Serions-nous face à un cercle
vicieux, à deux propositions inconciliables ? Se peut-il tout simplement que,
pour être efficace et remplir son office, la loi suppose que le terrain ait été
par avance aplani et déblayé ?
Littéralement, l’interrogation d’Horace
n’implique nullement l’inutilité absolue des lois. En réalité Cicéron précise
et nuance les pensées du Philosophe et du poète : « Il faut bien
comprendre, affirme-t-il, que les lois humaines, tant celles qui ordonnent que
celles qui défendent, ne suffisent pas pour déterminer les hommes aux bonnes
actions et les détourner des mauvaises » Sed vero intelligi sic
oportet, et hoc, et alia jussa ac vetita populorum, vim non habere ad recte
facta vocandi, et a peccatis avocandi »[5]. Nécessaires,
les lois le sont donc assurément même si, selon Cicéron, elles sont insuffisantes
en soi.
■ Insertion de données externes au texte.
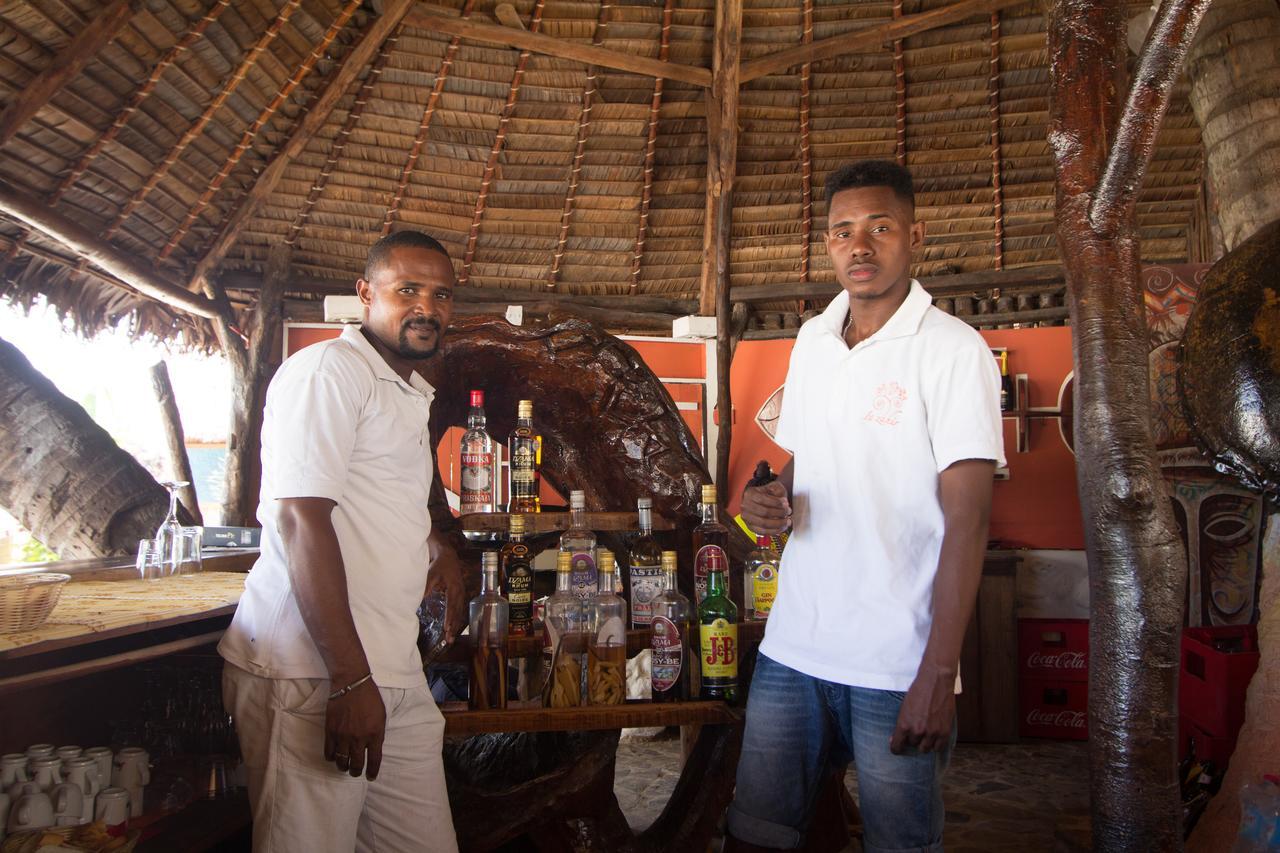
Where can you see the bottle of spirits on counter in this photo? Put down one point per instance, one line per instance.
(671, 637)
(644, 568)
(488, 630)
(607, 641)
(759, 580)
(709, 541)
(479, 486)
(717, 629)
(579, 541)
(562, 641)
(524, 456)
(517, 576)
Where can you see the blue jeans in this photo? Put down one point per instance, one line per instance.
(795, 726)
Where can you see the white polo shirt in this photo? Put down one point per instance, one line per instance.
(341, 424)
(871, 429)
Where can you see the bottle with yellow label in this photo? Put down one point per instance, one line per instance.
(717, 629)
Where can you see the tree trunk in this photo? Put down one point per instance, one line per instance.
(1234, 69)
(1136, 557)
(63, 477)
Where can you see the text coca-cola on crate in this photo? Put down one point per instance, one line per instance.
(1054, 648)
(1054, 708)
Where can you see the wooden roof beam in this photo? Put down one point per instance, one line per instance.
(871, 37)
(312, 119)
(64, 67)
(35, 214)
(536, 42)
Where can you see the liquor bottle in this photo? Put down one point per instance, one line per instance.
(644, 568)
(709, 541)
(759, 580)
(579, 541)
(562, 641)
(671, 637)
(488, 632)
(479, 486)
(607, 641)
(516, 574)
(524, 455)
(717, 630)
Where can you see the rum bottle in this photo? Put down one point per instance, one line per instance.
(709, 541)
(671, 637)
(579, 541)
(479, 486)
(607, 641)
(644, 568)
(488, 632)
(717, 630)
(524, 456)
(517, 578)
(562, 641)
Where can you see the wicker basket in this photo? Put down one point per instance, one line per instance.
(26, 601)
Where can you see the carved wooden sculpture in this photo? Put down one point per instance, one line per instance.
(1136, 557)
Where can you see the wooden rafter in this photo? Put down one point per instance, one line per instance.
(199, 126)
(311, 121)
(498, 142)
(871, 37)
(259, 123)
(126, 113)
(96, 250)
(339, 142)
(575, 168)
(64, 67)
(424, 126)
(558, 48)
(997, 192)
(650, 150)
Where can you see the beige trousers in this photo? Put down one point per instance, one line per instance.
(305, 804)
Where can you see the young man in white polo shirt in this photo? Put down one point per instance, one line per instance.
(337, 726)
(891, 413)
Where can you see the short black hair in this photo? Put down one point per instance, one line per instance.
(872, 173)
(382, 250)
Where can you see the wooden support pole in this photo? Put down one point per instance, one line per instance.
(64, 67)
(86, 243)
(174, 439)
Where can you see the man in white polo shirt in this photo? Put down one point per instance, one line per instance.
(337, 726)
(892, 415)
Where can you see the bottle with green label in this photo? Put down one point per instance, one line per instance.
(717, 630)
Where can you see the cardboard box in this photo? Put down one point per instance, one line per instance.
(1054, 648)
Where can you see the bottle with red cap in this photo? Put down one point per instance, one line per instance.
(479, 484)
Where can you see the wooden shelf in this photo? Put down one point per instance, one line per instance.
(461, 721)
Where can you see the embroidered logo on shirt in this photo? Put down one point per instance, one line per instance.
(887, 406)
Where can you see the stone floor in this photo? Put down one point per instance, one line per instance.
(1000, 798)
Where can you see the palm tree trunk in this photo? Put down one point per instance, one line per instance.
(60, 473)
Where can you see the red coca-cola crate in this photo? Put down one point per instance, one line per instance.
(1054, 708)
(1054, 648)
(1217, 665)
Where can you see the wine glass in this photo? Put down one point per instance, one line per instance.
(169, 536)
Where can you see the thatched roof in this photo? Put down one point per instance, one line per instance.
(158, 141)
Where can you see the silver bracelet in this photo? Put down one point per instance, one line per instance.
(342, 692)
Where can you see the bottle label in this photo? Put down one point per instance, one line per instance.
(583, 576)
(718, 648)
(764, 589)
(707, 555)
(668, 655)
(647, 584)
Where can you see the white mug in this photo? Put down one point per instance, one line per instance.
(83, 772)
(103, 756)
(112, 806)
(13, 769)
(68, 804)
(33, 810)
Du reste on prête[6] à
Horace, chose invérifiable mais très instructive, d’avoir retourné son adage en
y incorporant la réciproque : Quid leges sine moribus, quid mores sine
legibus ? « Que sont les lois sans les mœurs, que sont les mœurs
sans les lois ? ». Principe et réciproque n’iraient pas l’un sans
l’autre.
Confirmant l’enseignement d’Aristote, saint Pie X
déclare, dans son allocution consistoriale du 18 (ou du 19 ?) décembre
1907, en allusion au baptême de Clovis et la conversion en masse des guerriers
francs : « C’était une preuve de plus que les peuples sont ce que leurs
gouvernements veulent qu’ils soient »[7]. Comme nous sommes loin
de la maxime de Joseph de Maistre : « Toute nation a le
gouvernement qu’elle mérite » ; ou de ses variantes : « les
peuples ont le gouvernement qu’ils méritent » ; ou encore :
« les gouvernants sont à l'image des gouvernés » !
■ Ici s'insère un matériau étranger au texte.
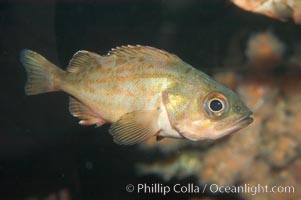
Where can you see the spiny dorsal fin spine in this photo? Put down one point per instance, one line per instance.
(143, 51)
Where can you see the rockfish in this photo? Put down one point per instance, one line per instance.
(142, 91)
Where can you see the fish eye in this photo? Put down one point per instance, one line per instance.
(215, 104)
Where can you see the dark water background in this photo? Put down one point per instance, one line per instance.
(42, 148)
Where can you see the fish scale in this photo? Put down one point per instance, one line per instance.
(142, 91)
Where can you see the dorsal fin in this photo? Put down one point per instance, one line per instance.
(83, 59)
(146, 52)
(77, 109)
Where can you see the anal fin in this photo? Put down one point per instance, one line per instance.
(77, 109)
(135, 127)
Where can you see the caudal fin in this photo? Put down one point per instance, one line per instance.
(42, 75)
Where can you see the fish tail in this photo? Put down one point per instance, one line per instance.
(42, 75)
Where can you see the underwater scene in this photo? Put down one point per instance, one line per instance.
(170, 99)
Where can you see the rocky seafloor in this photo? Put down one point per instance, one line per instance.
(266, 153)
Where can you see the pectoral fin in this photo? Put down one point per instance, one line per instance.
(135, 127)
(77, 109)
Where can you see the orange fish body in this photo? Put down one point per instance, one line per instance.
(142, 91)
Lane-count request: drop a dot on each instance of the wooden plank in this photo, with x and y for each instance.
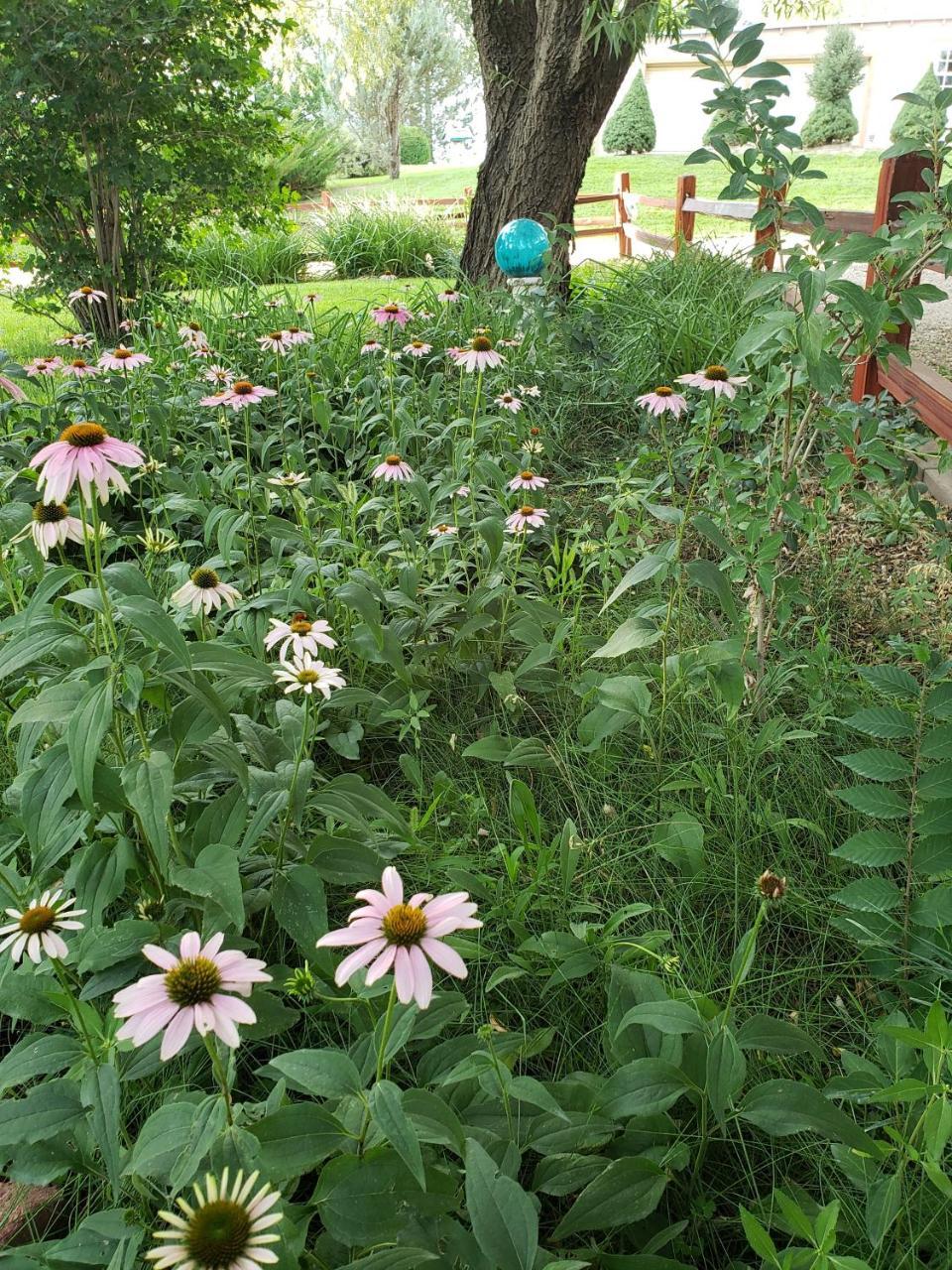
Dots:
(923, 389)
(725, 208)
(657, 240)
Bossuet nous rapporte que « le
pape saint Grégoire, écrivant au pieux empereur Maurice, lui représente en ces
termes les devoirs des rois chrétiens : “Sachez, ô grand Empereur, que la
souveraine puissance vous est accordée d’en haut afin que la vertu soit aidée,
que les voies du Ciel soient élargies et que l’empire de la terre serve
l’empire du Cielˮ.
La pratique de la vertu
indispensable au salut de l’âme serait donc non seulement une responsabilité
individuelle mais aussi un objectif qu’il incombe aux pouvoirs publics d’en
assurer la réalisation.
L’auteur des Oraisons funèbres
explique pourquoi ce grand Pape fait obligation aux princes, d’élargir les
voies du Ciel :
« Jésus-Christ
a dit dans son Evangile : “Combien est étroit le chemin qui mène à la
vie !”, et voici ce qui le rend si étroit. C’est que le juste, sévère à
lui-même et persécuteur irréconciliable de ses propres passions, se trouve
encore persécuté par les injustes passions des autres, et ne peut pas même
obtenir que le monde le laisse en repos dans ce sentier solitaire et rude où il
grimpe plutôt qu’il ne marche. Accourez, dit saint Grégoire, puissances du
siècle ; voyez dans quel sentier la vertu chemine, doublement à l’étroit,
et par elle-même et par l’effort de ceux qui la persécutent ; secourez-la,
tendez-lui la main ; puisque vous la voyez déjà fatiguée du combat qu’elle
soutient au-dedans contre tant de tentations qui accablent la nature humaine,
mettez-la du moins à couvert des insultes du dehors. Ainsi vous élargirez un
peu les voies du Ciel, et rétablirez ce chemin, que sa hauteur et son âpreté
rendront toujours assez difficile. »[8]
Le bien commun de la cité, que les
gouvernants ont à tâche de poursuivre, semble donc être une condition sans
laquelle le salut des âmes est lourdement compromis. D’une part, l’homme ne
peut se parfaire et trouver son plein épanouissement qu’en société : « La
perfection terrestre et temporelle de l’animal raisonnable, dit Maritain, a son
point de réalisation dans la cité, meilleure en soi que l’individu »[9]. De tous
les biens temporels, le bien commun de la cité est, pour l’homme, le meilleur
de ses biens. La réalisation de cet objectif est donc nécessaire, sorte de
préalable au salut des âmes. Faut-il rappeler que la grâce (le surnaturel)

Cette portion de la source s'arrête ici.